Introduction:
I am a big fan of HCI “Hyper-Converged Infrastructure” technology in general and Microsoft Storage Spaces Direct specifically because of the efforts Microsoft is putting into integrating their Private, Hybrid, and Public Cloud offerings into a full stack of agile, elastic, and scalable software defined solutions including but not limited to software defined storage.
Azure stack which constitutes Microsoft’s private and hybrid cloud offering utilizes storage spaces direct “S2D” and I am assuming now that Microsoft Azure underlying infrastructure has been upgraded to Server 2016, they are using S2D or an abstract of the same technology to deliver VMs and storage services to Azure subscribers.
This gives me big confidence in that Microsoft will continue to enhance, optimize and support their storage spaces HCI offering in the future.

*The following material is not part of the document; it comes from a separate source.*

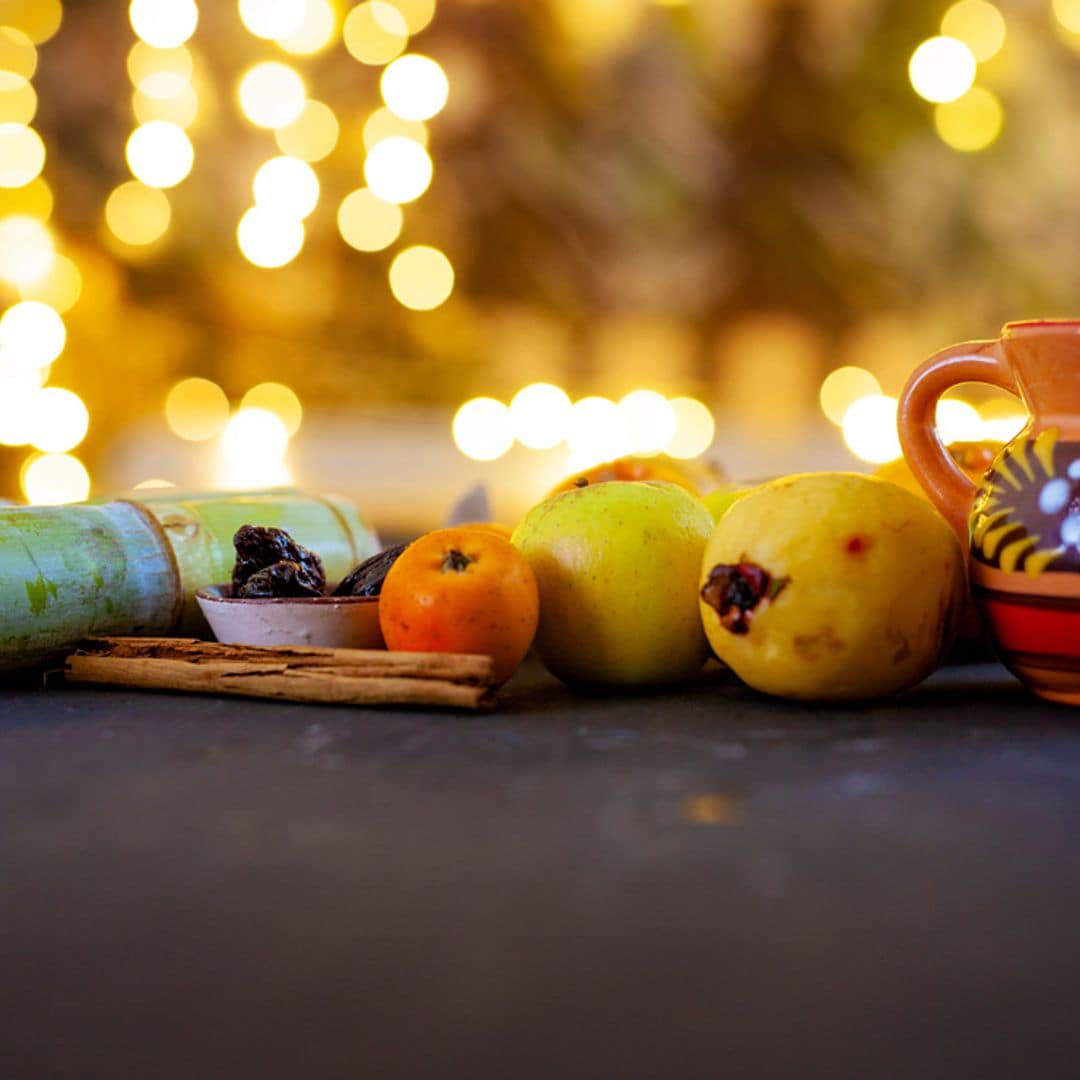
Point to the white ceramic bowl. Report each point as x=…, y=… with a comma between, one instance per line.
x=336, y=622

We have seen this recently with the production release of Windows Admin Center previously labeled project Honolulu that eases the management of S2D clusters and also with the support of hosting an S2D cluster on the public cloud that is Microsoft Azure.
Being a VDI guy myself, a use case for S2D would be a fast reliable highly available share repository for users profile and data hosted on the cloud when utilizing Microsoft Azure to host my VDI infrastructure along with Citrix Cloud of course . I have blogged about building an S2D cluster on Azure for the same purpose HERE.
In September 2017, Microsoft Azure made news at least to me by announcing the public preview of global VNet Peering in only three regions. This was major news because of the possibilities this technology opens in terms of Disaster Recovery, Multi-Site, and Extended-Sites environments because of the ability to peer different regions not to mention offer a reliable low latency high-bandwidth internal network between networks hosted in different geographical locations.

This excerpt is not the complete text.